En la remota isla de Carpatia, Yuri ha sido criada para temer a los ochi, unas misteriosas criaturas que habitan los bosques. Todo cambia cuando encuentra a un bebé ochi herido y decide ayudarlo a regresar con su familia.
Opinión
La leyenda de Ochi es una película que apuesta por recuperar el espíritu de las aventuras fantásticas familiares de los años 80, con una clara influencia de E.T. y Cristal Oscuro. Su mayor virtud está en su apartado artesanal: las criaturas, los paisajes y la dirección de arte consiguen darle una personalidad que se agradece en una época dominada por el CGI. FilmAffinity
Isaiah Saxon, en su debut como director de largometraje, construye un mundo visualmente atractivo y aprovecha muy bien los paisajes de los Cárpatos. Helena Zengel funciona como protagonista y consigue transmitir la evolución de Yuri de una niña temerosa a alguien capaz de cuestionar las ideas con las que fue criada.
También destaca Willem Dafoe, que aporta una presencia mucho más intensa de lo que una película familiar convencional podría necesitar.

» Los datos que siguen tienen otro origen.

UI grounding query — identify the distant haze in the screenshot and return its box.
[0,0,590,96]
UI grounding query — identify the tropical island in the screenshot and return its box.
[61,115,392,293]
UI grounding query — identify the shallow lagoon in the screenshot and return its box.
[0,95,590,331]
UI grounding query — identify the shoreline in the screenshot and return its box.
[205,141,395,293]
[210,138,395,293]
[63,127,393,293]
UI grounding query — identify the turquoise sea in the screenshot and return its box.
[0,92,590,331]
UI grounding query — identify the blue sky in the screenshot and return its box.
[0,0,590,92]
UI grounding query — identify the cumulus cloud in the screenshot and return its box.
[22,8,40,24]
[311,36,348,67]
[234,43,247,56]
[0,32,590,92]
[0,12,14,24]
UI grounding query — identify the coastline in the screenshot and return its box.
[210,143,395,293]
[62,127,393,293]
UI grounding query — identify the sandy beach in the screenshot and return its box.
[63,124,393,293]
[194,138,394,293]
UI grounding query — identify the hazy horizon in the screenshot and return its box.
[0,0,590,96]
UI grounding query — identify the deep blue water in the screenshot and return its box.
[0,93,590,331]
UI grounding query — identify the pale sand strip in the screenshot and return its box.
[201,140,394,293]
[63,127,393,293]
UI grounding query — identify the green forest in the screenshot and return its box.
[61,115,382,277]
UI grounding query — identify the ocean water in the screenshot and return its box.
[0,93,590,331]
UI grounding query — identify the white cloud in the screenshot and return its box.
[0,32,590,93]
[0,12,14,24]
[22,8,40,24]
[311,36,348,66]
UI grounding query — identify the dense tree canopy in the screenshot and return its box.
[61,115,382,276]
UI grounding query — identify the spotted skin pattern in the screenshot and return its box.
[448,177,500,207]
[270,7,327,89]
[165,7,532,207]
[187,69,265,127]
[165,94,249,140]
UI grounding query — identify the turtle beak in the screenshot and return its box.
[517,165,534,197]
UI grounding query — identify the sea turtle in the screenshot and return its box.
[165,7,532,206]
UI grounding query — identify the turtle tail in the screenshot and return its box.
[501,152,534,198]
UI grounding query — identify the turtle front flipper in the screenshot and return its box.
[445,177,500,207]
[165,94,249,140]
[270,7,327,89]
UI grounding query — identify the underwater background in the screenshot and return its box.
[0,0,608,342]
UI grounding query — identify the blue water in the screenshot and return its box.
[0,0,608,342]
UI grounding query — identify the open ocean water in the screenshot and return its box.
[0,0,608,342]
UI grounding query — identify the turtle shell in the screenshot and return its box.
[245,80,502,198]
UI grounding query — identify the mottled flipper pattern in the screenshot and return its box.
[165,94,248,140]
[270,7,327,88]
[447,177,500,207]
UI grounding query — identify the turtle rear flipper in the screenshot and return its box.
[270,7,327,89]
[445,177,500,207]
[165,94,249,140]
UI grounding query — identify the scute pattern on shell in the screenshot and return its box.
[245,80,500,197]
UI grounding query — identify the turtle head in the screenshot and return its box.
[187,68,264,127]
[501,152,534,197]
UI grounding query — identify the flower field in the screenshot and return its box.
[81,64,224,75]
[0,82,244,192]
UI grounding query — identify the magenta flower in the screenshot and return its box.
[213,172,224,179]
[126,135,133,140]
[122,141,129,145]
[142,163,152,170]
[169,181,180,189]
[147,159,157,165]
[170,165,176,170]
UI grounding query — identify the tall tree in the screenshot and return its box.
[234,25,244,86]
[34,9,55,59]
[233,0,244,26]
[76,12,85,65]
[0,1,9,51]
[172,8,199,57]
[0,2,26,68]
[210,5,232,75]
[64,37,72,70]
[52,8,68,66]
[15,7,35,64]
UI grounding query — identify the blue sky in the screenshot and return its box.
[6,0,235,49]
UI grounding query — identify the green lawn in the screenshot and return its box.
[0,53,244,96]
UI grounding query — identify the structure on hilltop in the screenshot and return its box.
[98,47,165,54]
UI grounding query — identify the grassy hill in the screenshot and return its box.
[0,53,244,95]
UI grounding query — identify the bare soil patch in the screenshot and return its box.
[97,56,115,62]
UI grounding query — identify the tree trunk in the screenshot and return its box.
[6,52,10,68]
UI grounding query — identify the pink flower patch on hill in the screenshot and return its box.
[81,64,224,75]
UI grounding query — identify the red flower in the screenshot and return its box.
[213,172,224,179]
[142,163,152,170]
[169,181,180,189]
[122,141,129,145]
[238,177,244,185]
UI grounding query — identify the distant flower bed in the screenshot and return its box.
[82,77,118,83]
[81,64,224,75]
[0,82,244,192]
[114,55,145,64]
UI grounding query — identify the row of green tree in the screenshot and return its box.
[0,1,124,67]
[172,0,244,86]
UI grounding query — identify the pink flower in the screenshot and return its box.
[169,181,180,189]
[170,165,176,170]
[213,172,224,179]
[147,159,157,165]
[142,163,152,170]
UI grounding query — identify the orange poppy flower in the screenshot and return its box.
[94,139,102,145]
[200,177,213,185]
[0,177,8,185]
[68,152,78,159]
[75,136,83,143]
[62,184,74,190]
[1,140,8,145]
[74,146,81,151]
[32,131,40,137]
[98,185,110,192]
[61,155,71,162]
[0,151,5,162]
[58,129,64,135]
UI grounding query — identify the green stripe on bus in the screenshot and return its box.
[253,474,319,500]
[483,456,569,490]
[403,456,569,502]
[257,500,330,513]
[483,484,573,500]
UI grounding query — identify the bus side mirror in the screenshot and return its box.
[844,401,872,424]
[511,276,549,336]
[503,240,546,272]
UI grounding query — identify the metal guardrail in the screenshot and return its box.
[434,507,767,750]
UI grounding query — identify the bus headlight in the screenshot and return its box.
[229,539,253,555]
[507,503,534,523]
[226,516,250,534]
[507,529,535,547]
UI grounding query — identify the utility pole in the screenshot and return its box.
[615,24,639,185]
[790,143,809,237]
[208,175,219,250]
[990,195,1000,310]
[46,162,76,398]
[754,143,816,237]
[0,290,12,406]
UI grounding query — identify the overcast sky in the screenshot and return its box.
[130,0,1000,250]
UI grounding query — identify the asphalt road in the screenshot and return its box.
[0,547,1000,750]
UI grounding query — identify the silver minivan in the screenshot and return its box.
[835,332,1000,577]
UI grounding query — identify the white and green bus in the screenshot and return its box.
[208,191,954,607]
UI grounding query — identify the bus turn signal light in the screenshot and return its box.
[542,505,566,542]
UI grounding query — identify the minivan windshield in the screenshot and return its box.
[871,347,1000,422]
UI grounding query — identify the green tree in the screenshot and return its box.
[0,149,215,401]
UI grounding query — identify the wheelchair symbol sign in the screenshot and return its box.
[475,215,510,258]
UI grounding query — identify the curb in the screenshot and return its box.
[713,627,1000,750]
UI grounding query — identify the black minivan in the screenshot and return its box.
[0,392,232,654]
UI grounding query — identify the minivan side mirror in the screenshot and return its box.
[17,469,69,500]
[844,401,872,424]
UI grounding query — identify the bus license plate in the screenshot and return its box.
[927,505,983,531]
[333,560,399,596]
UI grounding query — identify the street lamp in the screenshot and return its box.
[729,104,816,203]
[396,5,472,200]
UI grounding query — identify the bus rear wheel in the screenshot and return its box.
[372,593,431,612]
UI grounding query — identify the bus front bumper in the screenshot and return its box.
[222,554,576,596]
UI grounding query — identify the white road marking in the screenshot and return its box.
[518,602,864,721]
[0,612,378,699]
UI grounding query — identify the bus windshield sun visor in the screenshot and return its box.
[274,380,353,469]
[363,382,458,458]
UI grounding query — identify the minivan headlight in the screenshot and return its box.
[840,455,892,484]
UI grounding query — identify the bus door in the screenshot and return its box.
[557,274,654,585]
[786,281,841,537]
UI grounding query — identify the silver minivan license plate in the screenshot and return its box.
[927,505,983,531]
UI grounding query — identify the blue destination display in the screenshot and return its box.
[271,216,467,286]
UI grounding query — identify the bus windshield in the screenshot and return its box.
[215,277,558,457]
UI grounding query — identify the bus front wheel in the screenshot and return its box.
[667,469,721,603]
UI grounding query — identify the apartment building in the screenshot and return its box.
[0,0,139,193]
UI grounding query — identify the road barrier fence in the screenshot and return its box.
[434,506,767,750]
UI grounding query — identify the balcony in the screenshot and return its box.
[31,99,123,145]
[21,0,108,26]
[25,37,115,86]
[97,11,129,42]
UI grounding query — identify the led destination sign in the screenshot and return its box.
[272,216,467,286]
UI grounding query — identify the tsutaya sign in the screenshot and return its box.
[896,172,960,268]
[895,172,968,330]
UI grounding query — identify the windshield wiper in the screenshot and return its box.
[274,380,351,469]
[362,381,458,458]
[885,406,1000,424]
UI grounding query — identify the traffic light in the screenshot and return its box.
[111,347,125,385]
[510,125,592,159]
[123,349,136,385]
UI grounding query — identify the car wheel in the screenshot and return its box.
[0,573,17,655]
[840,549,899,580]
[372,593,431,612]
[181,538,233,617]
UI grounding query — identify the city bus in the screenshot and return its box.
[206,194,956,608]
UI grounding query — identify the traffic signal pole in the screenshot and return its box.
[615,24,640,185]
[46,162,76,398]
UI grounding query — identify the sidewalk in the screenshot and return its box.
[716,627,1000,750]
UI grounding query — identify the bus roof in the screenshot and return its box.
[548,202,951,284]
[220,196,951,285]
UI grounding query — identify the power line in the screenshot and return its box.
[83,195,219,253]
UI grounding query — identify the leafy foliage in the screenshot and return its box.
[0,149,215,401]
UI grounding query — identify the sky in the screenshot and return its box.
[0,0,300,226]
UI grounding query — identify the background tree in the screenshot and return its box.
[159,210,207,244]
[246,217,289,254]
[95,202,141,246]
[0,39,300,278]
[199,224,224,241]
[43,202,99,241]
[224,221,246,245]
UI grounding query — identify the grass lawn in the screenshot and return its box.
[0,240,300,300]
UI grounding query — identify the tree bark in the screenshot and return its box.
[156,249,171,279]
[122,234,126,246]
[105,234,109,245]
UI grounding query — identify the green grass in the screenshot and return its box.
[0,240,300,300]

El problema está en el guion. La historia es sencilla y, en varios momentos, demasiado predecible. La película tiene buenas ideas sobre el miedo a lo desconocido, la relación con la naturaleza y la intolerancia, pero no siempre consigue desarrollarlas con suficiente profundidad. Cinefilia
Aun así, sus 95 minutos pasan relativamente rápido y el aspecto artesanal termina siendo suficiente para convertirla en una experiencia agradable, especialmente para quienes extrañan ese tipo de fantasía familiar hecha con criaturas físicas y escenarios reales.
Lo mejor
- El diseño y la realización artesanal de los ochi.
- Los paisajes de los Cárpatos.
- Helena Zengel como Yuri.
- Willem Dafoe, siempre magnético.
- La fotografía y la dirección de arte.
- Su homenaje al cine fantástico familiar de los años 80.
- Una duración de apenas 95 minutos. Apple TV
Lo peor
- La historia resulta bastante predecible.
- Algunos personajes están poco desarrollados.
- El ritmo puede sentirse lento para una película dirigida al público familiar.
- El mensaje sobre el miedo y la intolerancia es bastante evidente.
- El tercer acto recurre a soluciones demasiado convencionales.
Veredicto final
La leyenda de Ochi no reinventa el cine de aventuras, pero sí recupera una forma de hacer fantasía que se siente cada vez más rara. Su encanto está menos en la originalidad de la historia y más en la manera artesanal de construir su mundo.
Es una película bonita, sincera y visualmente atractiva, aunque su guion no consigue estar a la altura de sus imágenes.
Para Jacob, es una aventura recomendable para quienes disfrutan del cine fantástico clásico y prefieren criaturas, paisajes y efectos físicos antes que una avalancha de CGI.